Would I know how to be a pilot of a spacecraft if I was plopped in the cockpit randomly one day? Or would I be able to solve a Rubik’s cube in 15 seconds if I was added to a speed competition vs. other pros? No. The skill sets needed to do both of those things are very specific. I could learn the skill sets, but I don’t current have them.
I think this same dynamic exists in business. If someone plopped me in the seat of a CEO’s chair of a 1,000 employee company, I would run that company into the ground. If I become a sales rep at a B2B SaaS company tomorrow and was tasked to make 120 calls today and get 20 accounts on board, I probably wouldn’t meet quota. And if you asked me to sit in a room to negotiate a high stakes sale of a large company, you know I would leave that room, without a sale or 2nd conversation.

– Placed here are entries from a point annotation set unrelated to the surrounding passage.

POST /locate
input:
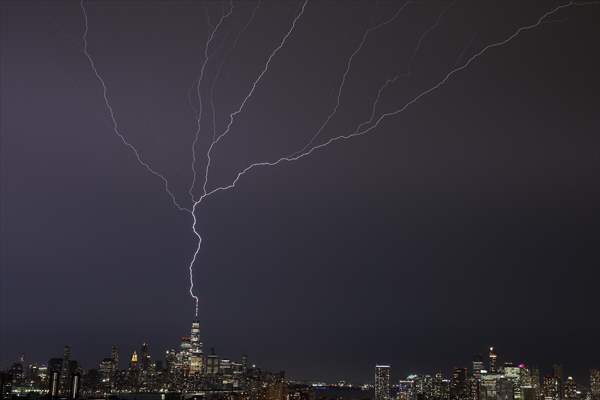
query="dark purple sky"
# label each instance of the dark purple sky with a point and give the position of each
(470, 219)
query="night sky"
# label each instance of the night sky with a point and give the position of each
(468, 220)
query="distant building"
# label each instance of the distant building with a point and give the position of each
(459, 384)
(504, 389)
(493, 357)
(550, 388)
(595, 384)
(570, 389)
(382, 382)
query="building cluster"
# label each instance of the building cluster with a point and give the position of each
(186, 373)
(487, 381)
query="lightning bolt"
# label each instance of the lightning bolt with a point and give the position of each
(347, 71)
(198, 92)
(424, 35)
(250, 93)
(364, 131)
(218, 74)
(113, 118)
(215, 141)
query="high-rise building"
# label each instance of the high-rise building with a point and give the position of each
(513, 374)
(133, 363)
(477, 366)
(65, 371)
(405, 390)
(595, 384)
(114, 355)
(493, 360)
(504, 389)
(382, 382)
(570, 389)
(144, 357)
(459, 387)
(196, 356)
(550, 388)
(558, 374)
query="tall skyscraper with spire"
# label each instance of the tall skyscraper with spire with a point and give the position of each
(196, 354)
(493, 361)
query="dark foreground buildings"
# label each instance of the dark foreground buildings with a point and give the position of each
(186, 373)
(190, 373)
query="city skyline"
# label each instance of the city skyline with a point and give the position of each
(464, 215)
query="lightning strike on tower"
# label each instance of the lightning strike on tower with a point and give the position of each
(364, 128)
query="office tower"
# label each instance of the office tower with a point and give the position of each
(54, 387)
(144, 357)
(114, 355)
(536, 383)
(513, 373)
(558, 374)
(493, 357)
(439, 390)
(595, 384)
(5, 385)
(65, 371)
(212, 363)
(550, 388)
(529, 393)
(570, 389)
(459, 387)
(107, 370)
(477, 366)
(382, 382)
(133, 362)
(487, 386)
(75, 383)
(504, 389)
(404, 390)
(196, 356)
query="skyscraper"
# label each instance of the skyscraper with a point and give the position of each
(550, 388)
(382, 382)
(114, 355)
(570, 389)
(196, 354)
(459, 388)
(493, 359)
(595, 384)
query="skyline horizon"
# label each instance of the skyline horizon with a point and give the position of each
(465, 213)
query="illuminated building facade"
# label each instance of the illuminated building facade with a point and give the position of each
(382, 382)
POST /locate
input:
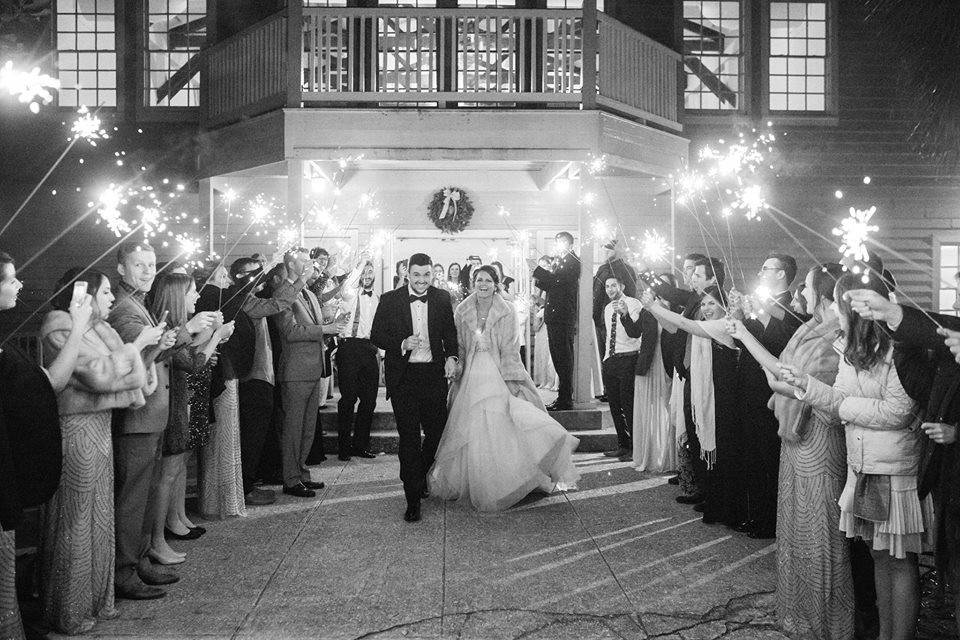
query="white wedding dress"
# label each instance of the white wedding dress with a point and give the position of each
(499, 443)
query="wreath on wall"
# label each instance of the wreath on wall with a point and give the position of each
(450, 210)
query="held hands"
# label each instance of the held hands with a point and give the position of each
(952, 341)
(793, 376)
(149, 337)
(81, 312)
(203, 320)
(939, 432)
(873, 306)
(450, 369)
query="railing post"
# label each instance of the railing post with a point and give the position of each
(589, 91)
(294, 51)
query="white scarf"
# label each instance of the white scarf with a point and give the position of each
(702, 402)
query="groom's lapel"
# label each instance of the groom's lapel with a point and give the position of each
(406, 321)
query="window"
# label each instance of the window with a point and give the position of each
(175, 33)
(713, 55)
(949, 266)
(797, 76)
(87, 53)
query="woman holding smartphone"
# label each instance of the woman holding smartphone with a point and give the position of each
(77, 530)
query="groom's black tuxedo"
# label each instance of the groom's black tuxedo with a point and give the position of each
(418, 391)
(392, 324)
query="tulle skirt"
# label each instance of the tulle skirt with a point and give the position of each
(496, 447)
(909, 527)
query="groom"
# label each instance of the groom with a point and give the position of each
(414, 326)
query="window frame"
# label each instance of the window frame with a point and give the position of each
(157, 113)
(831, 69)
(746, 73)
(756, 83)
(119, 66)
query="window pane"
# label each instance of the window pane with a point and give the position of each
(712, 50)
(176, 31)
(797, 43)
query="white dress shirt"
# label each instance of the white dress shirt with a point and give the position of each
(418, 315)
(624, 343)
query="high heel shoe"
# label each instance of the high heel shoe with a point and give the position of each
(165, 560)
(191, 534)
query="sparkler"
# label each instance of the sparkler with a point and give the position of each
(30, 87)
(854, 232)
(654, 247)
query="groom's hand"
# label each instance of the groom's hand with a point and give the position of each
(450, 368)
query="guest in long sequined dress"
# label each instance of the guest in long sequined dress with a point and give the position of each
(814, 583)
(77, 530)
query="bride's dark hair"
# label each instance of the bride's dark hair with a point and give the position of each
(487, 269)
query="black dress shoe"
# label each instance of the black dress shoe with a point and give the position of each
(191, 534)
(412, 514)
(138, 592)
(299, 491)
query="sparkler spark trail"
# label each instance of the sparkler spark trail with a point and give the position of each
(854, 232)
(654, 247)
(30, 87)
(87, 126)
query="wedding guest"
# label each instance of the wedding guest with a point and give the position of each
(654, 438)
(879, 502)
(301, 366)
(175, 296)
(250, 354)
(714, 405)
(560, 315)
(400, 277)
(613, 264)
(76, 553)
(358, 365)
(622, 316)
(815, 595)
(772, 323)
(30, 439)
(138, 433)
(684, 300)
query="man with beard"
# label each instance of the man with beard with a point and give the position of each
(357, 364)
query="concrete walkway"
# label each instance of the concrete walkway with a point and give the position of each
(617, 559)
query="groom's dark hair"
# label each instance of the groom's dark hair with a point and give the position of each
(419, 260)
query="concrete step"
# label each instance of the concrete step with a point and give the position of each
(586, 419)
(593, 440)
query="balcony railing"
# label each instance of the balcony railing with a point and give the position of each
(440, 57)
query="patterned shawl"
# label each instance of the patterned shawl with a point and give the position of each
(811, 351)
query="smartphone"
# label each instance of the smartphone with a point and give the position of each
(79, 292)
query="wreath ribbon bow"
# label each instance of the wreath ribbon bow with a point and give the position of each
(450, 199)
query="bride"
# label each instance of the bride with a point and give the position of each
(499, 443)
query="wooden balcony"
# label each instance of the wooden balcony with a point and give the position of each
(441, 58)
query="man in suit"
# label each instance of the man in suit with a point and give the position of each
(249, 353)
(414, 327)
(139, 432)
(302, 335)
(357, 364)
(560, 315)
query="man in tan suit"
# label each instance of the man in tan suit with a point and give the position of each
(138, 433)
(301, 367)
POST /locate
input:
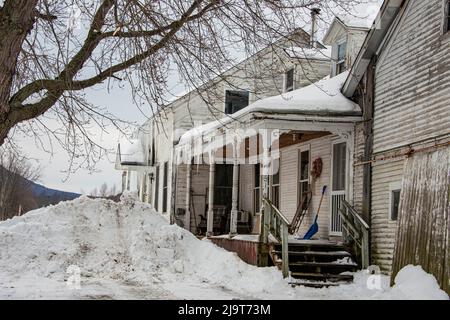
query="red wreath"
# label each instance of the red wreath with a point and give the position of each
(317, 168)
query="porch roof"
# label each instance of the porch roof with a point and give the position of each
(317, 107)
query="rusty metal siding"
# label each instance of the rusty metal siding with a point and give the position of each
(383, 230)
(423, 233)
(412, 91)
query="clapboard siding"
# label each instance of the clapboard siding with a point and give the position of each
(246, 185)
(413, 79)
(289, 188)
(383, 229)
(359, 169)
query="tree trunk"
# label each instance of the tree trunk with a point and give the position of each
(16, 21)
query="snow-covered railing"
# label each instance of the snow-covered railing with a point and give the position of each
(278, 226)
(355, 227)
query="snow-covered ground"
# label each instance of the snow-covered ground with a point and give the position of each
(127, 251)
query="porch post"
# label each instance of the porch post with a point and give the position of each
(265, 223)
(148, 191)
(210, 217)
(128, 180)
(124, 180)
(187, 215)
(235, 189)
(141, 187)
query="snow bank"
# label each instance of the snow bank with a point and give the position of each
(126, 242)
(127, 250)
(414, 283)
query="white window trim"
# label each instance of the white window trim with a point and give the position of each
(299, 163)
(227, 88)
(337, 62)
(394, 186)
(285, 79)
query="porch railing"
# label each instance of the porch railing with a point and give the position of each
(277, 225)
(355, 227)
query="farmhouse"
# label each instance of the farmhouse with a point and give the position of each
(349, 137)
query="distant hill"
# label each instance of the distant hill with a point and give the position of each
(45, 196)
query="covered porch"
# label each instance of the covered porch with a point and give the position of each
(279, 154)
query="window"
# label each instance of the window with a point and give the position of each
(275, 194)
(257, 189)
(303, 183)
(394, 200)
(235, 101)
(223, 185)
(339, 163)
(340, 66)
(289, 80)
(447, 16)
(157, 189)
(165, 184)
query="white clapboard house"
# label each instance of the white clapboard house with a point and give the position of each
(146, 159)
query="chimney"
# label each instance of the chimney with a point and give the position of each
(313, 39)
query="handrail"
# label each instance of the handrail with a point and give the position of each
(278, 226)
(357, 228)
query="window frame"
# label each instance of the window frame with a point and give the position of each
(275, 187)
(340, 63)
(225, 111)
(292, 87)
(394, 187)
(300, 181)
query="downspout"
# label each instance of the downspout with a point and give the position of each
(369, 106)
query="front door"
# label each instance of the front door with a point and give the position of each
(338, 182)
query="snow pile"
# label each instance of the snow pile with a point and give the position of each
(127, 250)
(126, 242)
(414, 283)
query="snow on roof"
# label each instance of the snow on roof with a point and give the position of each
(131, 152)
(309, 53)
(321, 98)
(362, 15)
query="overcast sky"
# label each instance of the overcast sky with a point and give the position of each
(119, 102)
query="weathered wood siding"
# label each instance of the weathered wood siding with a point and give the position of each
(246, 185)
(289, 186)
(411, 104)
(383, 230)
(412, 91)
(358, 170)
(423, 233)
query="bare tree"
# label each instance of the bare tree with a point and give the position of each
(16, 194)
(51, 50)
(103, 192)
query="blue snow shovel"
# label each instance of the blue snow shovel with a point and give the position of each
(315, 227)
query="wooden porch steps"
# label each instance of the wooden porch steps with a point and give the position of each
(317, 263)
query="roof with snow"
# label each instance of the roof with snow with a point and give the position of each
(309, 53)
(323, 98)
(131, 152)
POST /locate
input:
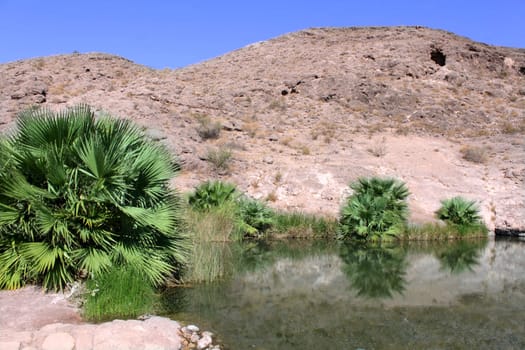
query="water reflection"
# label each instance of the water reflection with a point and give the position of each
(295, 295)
(460, 256)
(374, 271)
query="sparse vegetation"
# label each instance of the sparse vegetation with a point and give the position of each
(377, 210)
(219, 157)
(378, 149)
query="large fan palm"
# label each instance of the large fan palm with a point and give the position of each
(79, 195)
(376, 210)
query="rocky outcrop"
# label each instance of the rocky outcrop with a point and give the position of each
(152, 333)
(318, 103)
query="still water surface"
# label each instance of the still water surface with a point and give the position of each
(319, 295)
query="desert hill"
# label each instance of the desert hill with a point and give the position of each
(306, 113)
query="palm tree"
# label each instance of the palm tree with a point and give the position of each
(376, 210)
(459, 211)
(79, 195)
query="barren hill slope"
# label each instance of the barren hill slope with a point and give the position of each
(308, 112)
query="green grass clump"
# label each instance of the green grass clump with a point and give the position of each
(120, 293)
(442, 232)
(301, 225)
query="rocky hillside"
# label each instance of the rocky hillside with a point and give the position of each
(308, 112)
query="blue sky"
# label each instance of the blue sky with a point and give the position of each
(175, 33)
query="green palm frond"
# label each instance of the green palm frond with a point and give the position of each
(79, 193)
(377, 210)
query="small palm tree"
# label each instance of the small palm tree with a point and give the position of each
(79, 195)
(459, 211)
(212, 194)
(376, 210)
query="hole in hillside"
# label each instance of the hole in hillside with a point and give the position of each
(438, 57)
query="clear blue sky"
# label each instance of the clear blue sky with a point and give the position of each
(176, 33)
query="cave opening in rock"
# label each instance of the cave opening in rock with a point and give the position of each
(438, 57)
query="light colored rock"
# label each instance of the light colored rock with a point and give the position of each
(192, 328)
(59, 341)
(10, 345)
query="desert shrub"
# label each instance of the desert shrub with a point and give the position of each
(208, 129)
(459, 211)
(212, 194)
(119, 293)
(219, 157)
(377, 209)
(474, 154)
(79, 196)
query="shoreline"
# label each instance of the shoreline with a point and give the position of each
(33, 319)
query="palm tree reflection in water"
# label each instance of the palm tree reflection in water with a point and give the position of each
(374, 271)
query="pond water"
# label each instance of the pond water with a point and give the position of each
(329, 295)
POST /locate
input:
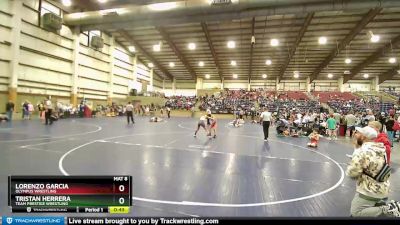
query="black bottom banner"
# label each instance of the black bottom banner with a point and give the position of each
(205, 221)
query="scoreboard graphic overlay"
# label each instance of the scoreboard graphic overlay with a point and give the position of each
(76, 194)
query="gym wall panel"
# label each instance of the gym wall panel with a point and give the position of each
(94, 53)
(40, 91)
(121, 81)
(157, 89)
(3, 99)
(167, 85)
(359, 85)
(122, 72)
(31, 3)
(120, 90)
(43, 75)
(185, 85)
(66, 32)
(5, 6)
(157, 83)
(92, 96)
(390, 83)
(5, 20)
(45, 62)
(123, 65)
(40, 45)
(121, 98)
(236, 85)
(65, 41)
(180, 92)
(121, 55)
(93, 62)
(211, 85)
(292, 85)
(29, 15)
(324, 85)
(83, 39)
(92, 74)
(5, 34)
(5, 51)
(102, 87)
(3, 84)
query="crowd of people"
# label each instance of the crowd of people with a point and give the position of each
(180, 102)
(373, 129)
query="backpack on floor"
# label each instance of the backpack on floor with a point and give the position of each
(396, 126)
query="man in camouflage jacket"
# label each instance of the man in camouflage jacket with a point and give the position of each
(371, 195)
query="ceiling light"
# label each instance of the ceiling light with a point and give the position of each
(274, 42)
(322, 40)
(231, 44)
(192, 46)
(67, 3)
(392, 60)
(132, 48)
(162, 6)
(157, 48)
(375, 38)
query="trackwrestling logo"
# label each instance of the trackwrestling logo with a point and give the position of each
(33, 220)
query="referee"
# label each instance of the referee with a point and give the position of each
(265, 117)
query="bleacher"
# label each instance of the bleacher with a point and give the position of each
(325, 97)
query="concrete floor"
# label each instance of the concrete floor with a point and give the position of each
(175, 174)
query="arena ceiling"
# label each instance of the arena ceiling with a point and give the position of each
(348, 26)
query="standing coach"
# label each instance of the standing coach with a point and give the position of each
(265, 117)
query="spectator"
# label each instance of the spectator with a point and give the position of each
(364, 166)
(10, 110)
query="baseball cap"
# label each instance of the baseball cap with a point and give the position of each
(368, 132)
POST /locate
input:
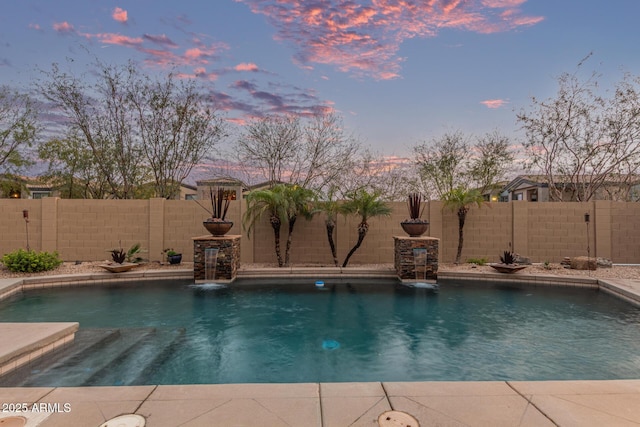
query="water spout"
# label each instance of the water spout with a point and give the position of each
(210, 261)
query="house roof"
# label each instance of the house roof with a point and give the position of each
(526, 181)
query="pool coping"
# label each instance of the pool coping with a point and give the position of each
(579, 403)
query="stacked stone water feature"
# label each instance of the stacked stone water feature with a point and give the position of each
(405, 260)
(228, 257)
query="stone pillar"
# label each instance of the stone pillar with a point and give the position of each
(404, 257)
(228, 261)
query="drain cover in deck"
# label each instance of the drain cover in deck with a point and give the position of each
(397, 419)
(128, 420)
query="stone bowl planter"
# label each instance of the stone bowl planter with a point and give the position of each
(119, 268)
(415, 228)
(174, 259)
(218, 228)
(508, 268)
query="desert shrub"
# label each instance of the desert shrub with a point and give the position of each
(22, 261)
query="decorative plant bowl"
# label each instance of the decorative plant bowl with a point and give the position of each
(415, 228)
(218, 228)
(175, 259)
(508, 268)
(114, 267)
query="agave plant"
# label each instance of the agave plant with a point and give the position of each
(507, 258)
(220, 201)
(415, 205)
(118, 255)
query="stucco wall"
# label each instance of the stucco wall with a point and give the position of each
(86, 229)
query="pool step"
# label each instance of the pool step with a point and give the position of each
(135, 365)
(78, 367)
(85, 342)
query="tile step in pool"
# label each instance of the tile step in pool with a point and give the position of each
(99, 357)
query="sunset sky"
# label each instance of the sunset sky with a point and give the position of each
(398, 71)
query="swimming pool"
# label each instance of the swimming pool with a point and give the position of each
(174, 333)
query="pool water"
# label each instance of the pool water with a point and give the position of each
(350, 332)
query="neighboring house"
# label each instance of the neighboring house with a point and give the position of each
(535, 188)
(20, 187)
(530, 188)
(234, 187)
(493, 193)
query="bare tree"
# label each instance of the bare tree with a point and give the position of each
(311, 152)
(585, 143)
(102, 114)
(442, 162)
(450, 163)
(137, 129)
(460, 173)
(18, 128)
(176, 126)
(72, 168)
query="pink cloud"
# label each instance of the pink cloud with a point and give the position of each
(494, 103)
(364, 40)
(161, 39)
(117, 39)
(119, 15)
(63, 27)
(246, 67)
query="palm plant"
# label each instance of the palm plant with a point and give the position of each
(366, 205)
(460, 200)
(331, 208)
(272, 201)
(299, 203)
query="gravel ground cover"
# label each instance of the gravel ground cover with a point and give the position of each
(617, 271)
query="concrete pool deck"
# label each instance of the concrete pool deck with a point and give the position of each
(494, 403)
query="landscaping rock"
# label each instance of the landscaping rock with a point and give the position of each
(519, 259)
(583, 263)
(604, 263)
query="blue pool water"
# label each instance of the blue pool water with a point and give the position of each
(346, 332)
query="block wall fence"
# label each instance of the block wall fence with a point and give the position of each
(84, 230)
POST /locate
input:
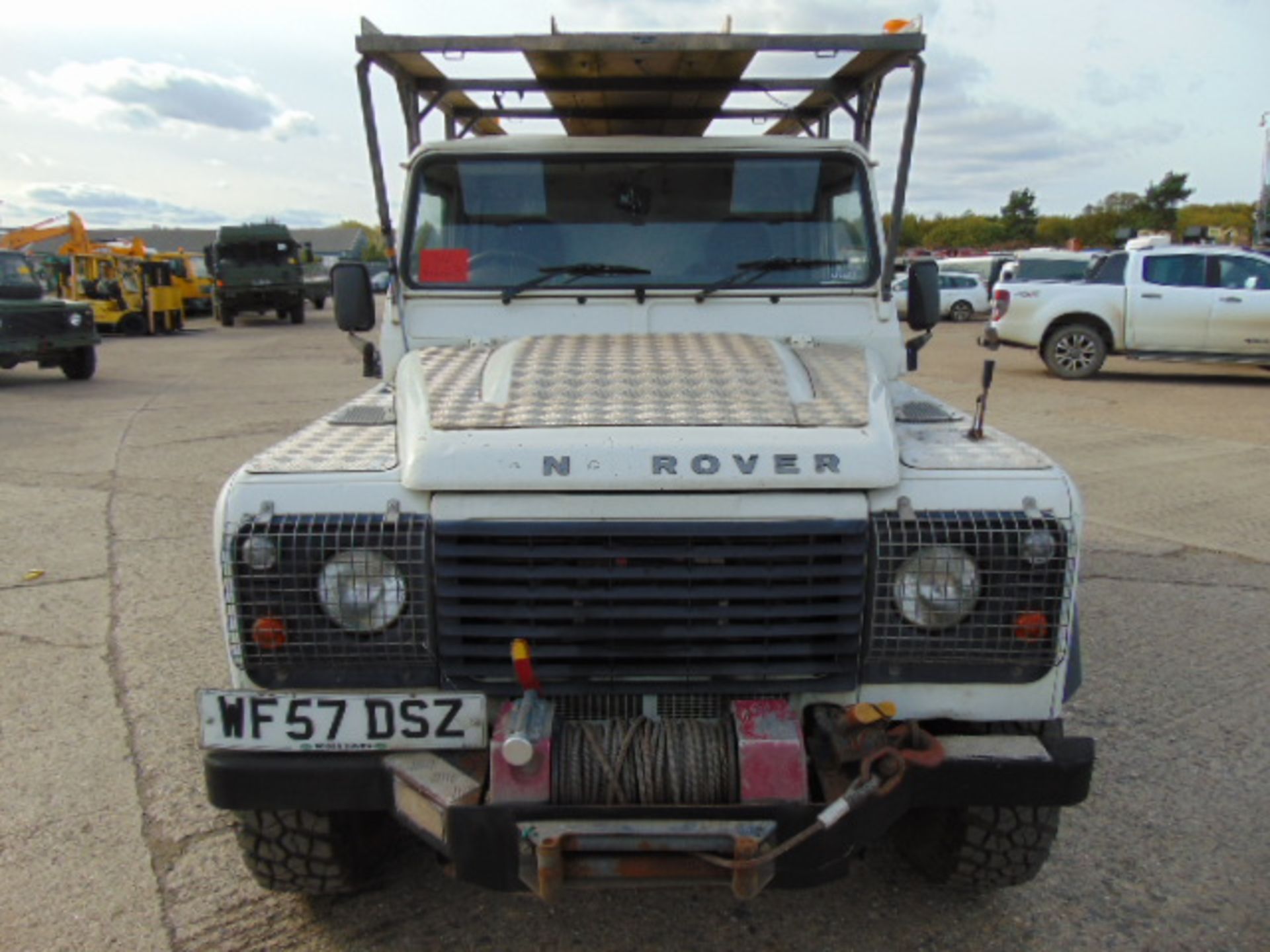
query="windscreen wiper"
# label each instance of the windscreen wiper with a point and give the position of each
(765, 266)
(582, 270)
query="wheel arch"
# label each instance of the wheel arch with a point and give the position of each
(1067, 320)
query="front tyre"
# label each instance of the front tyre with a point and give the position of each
(80, 364)
(1075, 352)
(316, 853)
(978, 847)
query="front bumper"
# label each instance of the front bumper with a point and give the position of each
(262, 298)
(46, 347)
(487, 843)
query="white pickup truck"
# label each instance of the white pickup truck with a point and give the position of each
(1189, 303)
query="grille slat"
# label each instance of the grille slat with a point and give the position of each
(513, 592)
(710, 606)
(738, 630)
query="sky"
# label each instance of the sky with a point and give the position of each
(196, 114)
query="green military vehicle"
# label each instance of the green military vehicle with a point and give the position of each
(257, 268)
(46, 331)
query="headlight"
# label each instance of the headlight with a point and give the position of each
(937, 587)
(361, 590)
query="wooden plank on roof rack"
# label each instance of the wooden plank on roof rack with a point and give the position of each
(639, 63)
(851, 75)
(381, 42)
(412, 63)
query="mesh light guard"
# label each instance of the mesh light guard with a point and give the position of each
(984, 647)
(318, 651)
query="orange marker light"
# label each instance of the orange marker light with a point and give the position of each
(1032, 626)
(270, 634)
(524, 666)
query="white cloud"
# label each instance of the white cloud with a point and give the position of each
(158, 95)
(103, 205)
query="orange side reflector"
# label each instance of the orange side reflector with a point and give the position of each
(270, 634)
(1032, 626)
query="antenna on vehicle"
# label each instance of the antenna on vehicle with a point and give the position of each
(981, 403)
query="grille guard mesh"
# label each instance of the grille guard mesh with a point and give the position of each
(318, 651)
(984, 647)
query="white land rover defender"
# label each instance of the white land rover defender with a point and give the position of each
(643, 561)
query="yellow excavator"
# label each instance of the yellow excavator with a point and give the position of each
(130, 288)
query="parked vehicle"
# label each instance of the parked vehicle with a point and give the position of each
(257, 268)
(643, 565)
(1194, 303)
(986, 267)
(1047, 264)
(190, 280)
(46, 332)
(962, 296)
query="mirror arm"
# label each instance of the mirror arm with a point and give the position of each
(913, 344)
(371, 365)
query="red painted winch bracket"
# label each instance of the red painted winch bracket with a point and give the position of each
(770, 752)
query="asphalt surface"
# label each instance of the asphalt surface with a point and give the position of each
(107, 842)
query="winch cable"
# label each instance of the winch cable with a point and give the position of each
(642, 761)
(889, 762)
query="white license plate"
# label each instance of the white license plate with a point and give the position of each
(249, 720)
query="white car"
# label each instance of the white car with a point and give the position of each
(962, 296)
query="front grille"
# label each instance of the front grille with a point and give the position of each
(710, 607)
(41, 324)
(318, 651)
(986, 647)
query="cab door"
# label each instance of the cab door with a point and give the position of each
(1240, 320)
(1169, 309)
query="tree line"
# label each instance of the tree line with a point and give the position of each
(1160, 207)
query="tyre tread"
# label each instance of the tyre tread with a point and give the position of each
(302, 851)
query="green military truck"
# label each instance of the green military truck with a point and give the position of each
(257, 268)
(50, 332)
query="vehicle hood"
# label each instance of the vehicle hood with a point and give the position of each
(663, 412)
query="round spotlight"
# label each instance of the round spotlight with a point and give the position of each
(259, 553)
(1038, 546)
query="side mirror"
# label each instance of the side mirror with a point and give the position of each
(355, 303)
(923, 295)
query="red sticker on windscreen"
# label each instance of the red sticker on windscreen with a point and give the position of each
(447, 266)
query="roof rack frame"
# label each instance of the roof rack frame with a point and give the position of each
(854, 88)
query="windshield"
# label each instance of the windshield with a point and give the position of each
(1052, 270)
(255, 253)
(16, 272)
(497, 222)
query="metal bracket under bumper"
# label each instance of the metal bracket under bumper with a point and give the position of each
(601, 853)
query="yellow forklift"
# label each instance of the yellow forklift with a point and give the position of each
(131, 290)
(130, 294)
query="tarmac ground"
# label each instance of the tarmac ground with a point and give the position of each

I think because “business” is a softer skill than mechanical engineering or Rubik’s cube solving, people forget that there are massive gaps between business people, which lead to very different outcomes eventually. I often catch myself thinking I can do things in business that I haven’t proven I can do. I think I can do these things because I believe in myself. There is a line though where at some point, you just have to know how to do something, and if you don’t know how to do it, you take the time to learn (and no amount of self confidence can solve for this). Your ambition can’t take you to the moon alone. Maybe that lesson can be applied inside of business as well.
While there is some truth to your metaphor because skills do develop from experience, it is said (by people with MBAs) that MBA programs are mostly valuable for the network. That’s not the same as other disciplines.
Mat, you have an excellent gift of very clearly articulating realities.